Alright, let's get this started. We've seen a few threads popping up about running Claude Code on shared infrastructure, and the consensus seems to be that it's powerful but the permission model can be a bit of a minefield if not set up correctly from the start. I want to outline a practical, defense-in-depth approach we've been using internally for our team's development server.
The core principle here is to treat the Claude Code session as a *user* on the system, with explicit, limited permissions, not as an all-powerful root or as your own personal account. The goal is to allow it to function as a useful coding assistant while creating clear boundaries around what it can and cannot access or modify. This involves three layers: system user/group permissions, a restricted shell environment, and careful management of the context you provide it (like the project directory).

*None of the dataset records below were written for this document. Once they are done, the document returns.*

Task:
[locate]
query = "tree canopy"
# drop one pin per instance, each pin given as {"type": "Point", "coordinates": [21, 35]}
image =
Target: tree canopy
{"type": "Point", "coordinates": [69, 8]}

First, create a dedicated system user and group. We'll call it `claude-code` for this example. The key is to add your human developers to the `claude-code` group, and then set up shared project directories with group ownership and the `setgid` bit so that new files inherit the group.
```bash
sudo adduser --system --group claude-code
sudo usermod -a -G claude-code devuser1
sudo usermod -a -G claude-code devuser2
mkdir /projects/team-alpha
sudo chown root:claude-code /projects/team-alpha
sudo chmod 2770 /projects/team-alpha # The '2' sets the setgid bit
```
Second, when you start your Claude Code session, you're launching a shell *as that user*. Never run it from your own logged-in session. Use `sudo -u claude-code` to drop privileges immediately. You can further restrict the shell's capabilities by setting a limited `$PATH` and potentially using a restricted shell wrapper that prevents `cd` commands outside of allowed project directories.
The final, crucial layer is the context you give Claude Code itself. When you point it at a repository, you are effectively granting it read access to everything in that directory tree. Be mindful of any secrets or configuration files that might be in that tree. A good practice is to have a clean, committed project state in the directory you open, not your live production configs.
This approach isn't about being paranoid, it's about establishing clear, maintainable guardrails. It ensures that a well-intentioned but overreaching suggestion from the AI, or a potential injection via context, can't easily affect other users' projects or critical system files. What other layers or specific tools are folks here using to harden their setups?